Spring Branch ISD Featured News

SBAI students win national Junior Scientist awards
 

Here’s great student news worth retelling from recent months:

Four highly gifted middle school students from the Spring Branch Academic Institute (SBAI) earned one of five Junior Scientist Awards for a national contest submission focusing on microgravity, chromosomes and cell division.

SBAI student team members and award winners are Jessica Youngblood, Jonathan (Trey) Clark, Lucy Hamilton and Shelby Blackwood.

These four teenagers prove that the so-called Tik-Tok generation is far more than fancy dance steps and fast uploads. They dream about deep space experiments on human chromosomes. Yes, these are whip-smart young scientists. 

The students, now all ninth-graders at the district campus program known as SBAI, submitted a group proposal to the Genes in Space 2020 contest last school year, picking this biology topic: The effect of microgravity on chromosome separation during cell division.

In separate but related news, the science team’s teacher, Mohammad Haidar, Ed.D., was named as a Spring Branch Education Foundation (SBEF) grant recipient recently. His winning SBEF grant was titled “Performing Gene Cloning, Sequencing and Analysis of Genetic Material at SBAI Science.”  

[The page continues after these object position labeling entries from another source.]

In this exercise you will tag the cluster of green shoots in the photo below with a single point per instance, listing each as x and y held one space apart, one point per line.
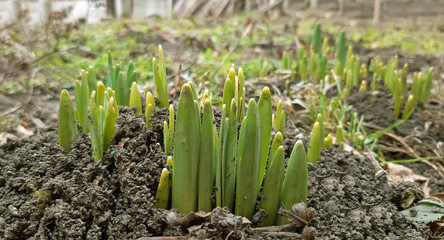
97 104
233 165
309 63
396 80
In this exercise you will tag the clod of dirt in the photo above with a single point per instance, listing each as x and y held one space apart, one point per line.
222 225
299 215
352 202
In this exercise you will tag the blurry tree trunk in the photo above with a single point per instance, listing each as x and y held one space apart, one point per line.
313 4
170 9
377 11
341 7
111 7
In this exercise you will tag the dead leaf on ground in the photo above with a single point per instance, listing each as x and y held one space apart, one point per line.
299 215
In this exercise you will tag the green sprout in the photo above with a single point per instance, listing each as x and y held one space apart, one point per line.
120 83
272 186
135 100
316 41
160 80
340 58
340 137
409 106
427 86
67 122
248 162
328 141
150 104
206 159
294 187
82 95
163 190
265 113
186 153
102 123
280 118
168 131
314 148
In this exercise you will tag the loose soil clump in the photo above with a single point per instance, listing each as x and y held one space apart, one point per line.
49 195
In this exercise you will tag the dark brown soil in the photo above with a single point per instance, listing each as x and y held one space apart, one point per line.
46 194
422 132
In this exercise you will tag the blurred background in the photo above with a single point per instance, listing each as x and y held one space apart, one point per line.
45 44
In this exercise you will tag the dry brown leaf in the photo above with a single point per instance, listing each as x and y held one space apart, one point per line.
299 215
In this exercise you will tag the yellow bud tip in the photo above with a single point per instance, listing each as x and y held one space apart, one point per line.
266 91
170 161
299 143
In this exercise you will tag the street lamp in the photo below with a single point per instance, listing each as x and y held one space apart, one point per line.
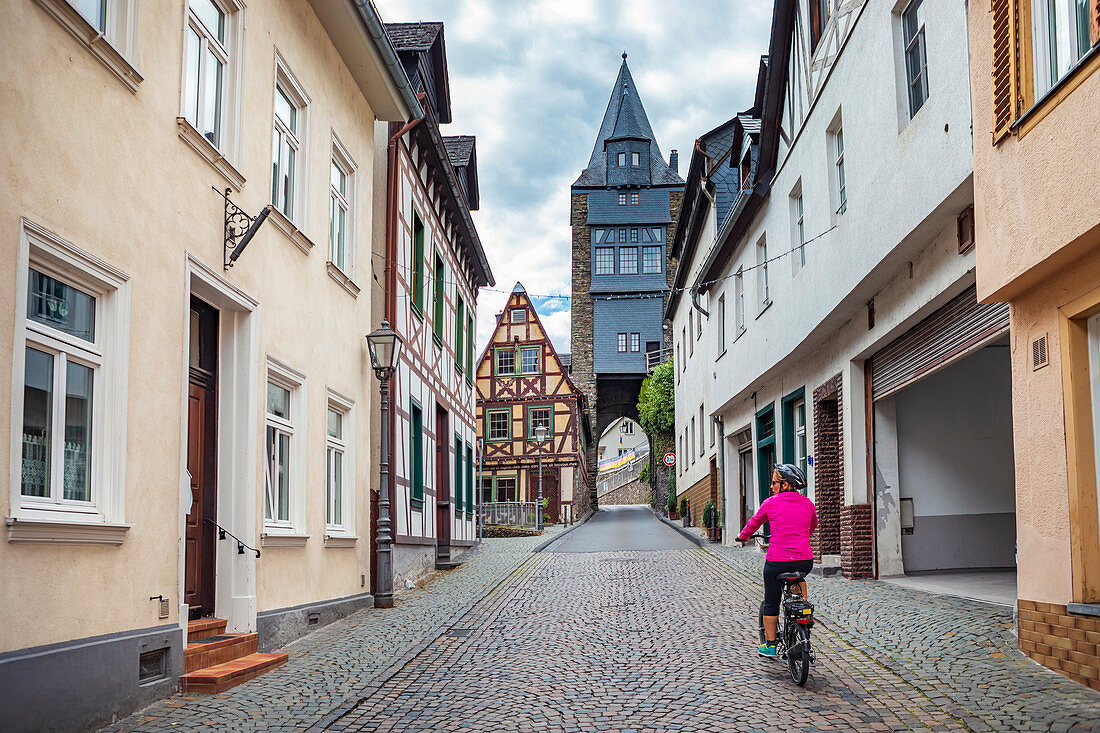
385 346
541 431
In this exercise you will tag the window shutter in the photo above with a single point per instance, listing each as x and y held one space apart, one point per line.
1003 13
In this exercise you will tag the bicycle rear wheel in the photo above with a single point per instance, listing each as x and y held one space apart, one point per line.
798 654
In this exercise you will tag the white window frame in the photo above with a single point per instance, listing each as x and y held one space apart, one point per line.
342 534
113 44
297 140
292 531
102 518
343 161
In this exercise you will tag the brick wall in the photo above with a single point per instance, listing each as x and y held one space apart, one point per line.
857 537
1066 643
828 466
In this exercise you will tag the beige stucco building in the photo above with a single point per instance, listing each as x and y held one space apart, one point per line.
156 395
1037 229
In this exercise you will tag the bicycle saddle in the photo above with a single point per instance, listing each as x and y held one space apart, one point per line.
791 577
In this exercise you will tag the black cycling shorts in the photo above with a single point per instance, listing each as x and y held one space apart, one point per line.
773 588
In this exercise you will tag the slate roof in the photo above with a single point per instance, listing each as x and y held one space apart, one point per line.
625 118
413 36
459 149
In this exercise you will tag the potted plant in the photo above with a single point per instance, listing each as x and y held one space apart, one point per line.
711 522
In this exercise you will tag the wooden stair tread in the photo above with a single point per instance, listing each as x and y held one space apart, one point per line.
221 677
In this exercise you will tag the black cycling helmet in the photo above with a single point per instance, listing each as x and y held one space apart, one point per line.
792 474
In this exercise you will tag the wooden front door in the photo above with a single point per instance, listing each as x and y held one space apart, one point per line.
442 484
201 449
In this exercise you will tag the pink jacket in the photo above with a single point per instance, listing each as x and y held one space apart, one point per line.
792 518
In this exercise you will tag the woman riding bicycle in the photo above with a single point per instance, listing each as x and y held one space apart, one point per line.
792 518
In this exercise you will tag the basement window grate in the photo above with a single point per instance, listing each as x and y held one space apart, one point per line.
1040 357
152 666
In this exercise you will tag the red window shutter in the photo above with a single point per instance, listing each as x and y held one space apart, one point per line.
1003 14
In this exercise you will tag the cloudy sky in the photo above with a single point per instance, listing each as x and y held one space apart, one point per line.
531 79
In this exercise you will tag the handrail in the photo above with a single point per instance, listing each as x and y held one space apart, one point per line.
221 535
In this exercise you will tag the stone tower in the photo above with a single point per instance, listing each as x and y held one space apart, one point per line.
623 210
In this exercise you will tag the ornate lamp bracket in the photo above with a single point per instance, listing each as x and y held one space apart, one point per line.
239 229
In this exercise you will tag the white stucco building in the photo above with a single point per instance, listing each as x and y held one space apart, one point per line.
844 330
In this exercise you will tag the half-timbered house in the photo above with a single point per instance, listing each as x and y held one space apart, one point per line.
521 383
435 264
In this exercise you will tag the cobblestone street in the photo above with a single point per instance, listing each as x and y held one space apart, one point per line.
641 641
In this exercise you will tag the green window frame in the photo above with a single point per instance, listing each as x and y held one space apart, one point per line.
538 358
437 318
530 420
496 361
470 480
460 317
488 424
416 455
417 263
470 347
458 474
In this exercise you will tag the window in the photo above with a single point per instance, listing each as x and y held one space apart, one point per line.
799 228
1059 37
499 425
506 362
628 260
605 260
458 476
437 320
290 104
285 427
762 273
206 58
739 301
470 480
530 359
916 61
341 197
651 260
838 166
722 324
417 263
800 435
818 15
460 317
470 347
339 467
416 456
539 416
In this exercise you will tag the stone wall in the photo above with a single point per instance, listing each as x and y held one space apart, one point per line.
635 492
828 466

Started in 2013-14 as an elementary level program, SBAI now provides individualized instruction across elementary and secondary grades at the appropriate pace, depth and complexity needed by its eligible students.

The school-within-a-school program now operates at Thornwood Elementary and Stratford High, with elective classes conducted at Spring Forest Middle. SBISD is the only public school district in the region offering this learning option for highly gifted students testing as eligible in one or more areas.

The Genes in Space 2020 contest was rated a success despite the COVID-19 pandemic, with more than 550 student teams from across the nation making proposals, including 160 teams composed of middle school students in grades 7-8 like the SBAI team.

The Junior Scientist Award was given to the top five submissions in the middle school group. “All these young scientists wowed our selection committee with their outside-the-box thinking and impressive command of the science,” stated the Genes in Space organizers.

The SBAI students wrote in their award submission, “We propose to test the effect of microgravity on kinetochores, specifically the TUBA 1A gene, and how space alters chromosome separation. The reason [we view] chromosome separation . . . important is because that is how our cells replicate. This is how we grow, and how our body replaces dead cells.”

The students also speculate that the chromosome separations might function differently in space, and if true, “it could result in the human body mutating or evolving due to a massive change in the change in the replication  of human cells.”

In addition to the SBAI team, Junior Scientist Awards were issued to student teams from the Pierrepont School in Westport, Conn.; BASIS San Antonio Shavano in San Antonio, Texas; the University of Illinois Laboratory High School in Urbana, Ill.; and Tri-North Middle School in Bloomington, Ind.

DNA Discovery System

To reward the SBAI students' accomplishment, Genes in Space is sending the school a DNA Discovery System, which is a machine that amplifies DNA.

Now in its sixth year of operation, Genes in Space’s competition for students in grades 7-12 focuses on designing biology experiments that address real-world challenges in space exploration. Previous award winners have achieved milestones, including the first use of gene editing technology in space.

Founded by a science toolmaker, miniPCR bio, and Boeing, Genes in Space competition is sponsored by the ISS National Laboratory, Math for America and New England Biolabs.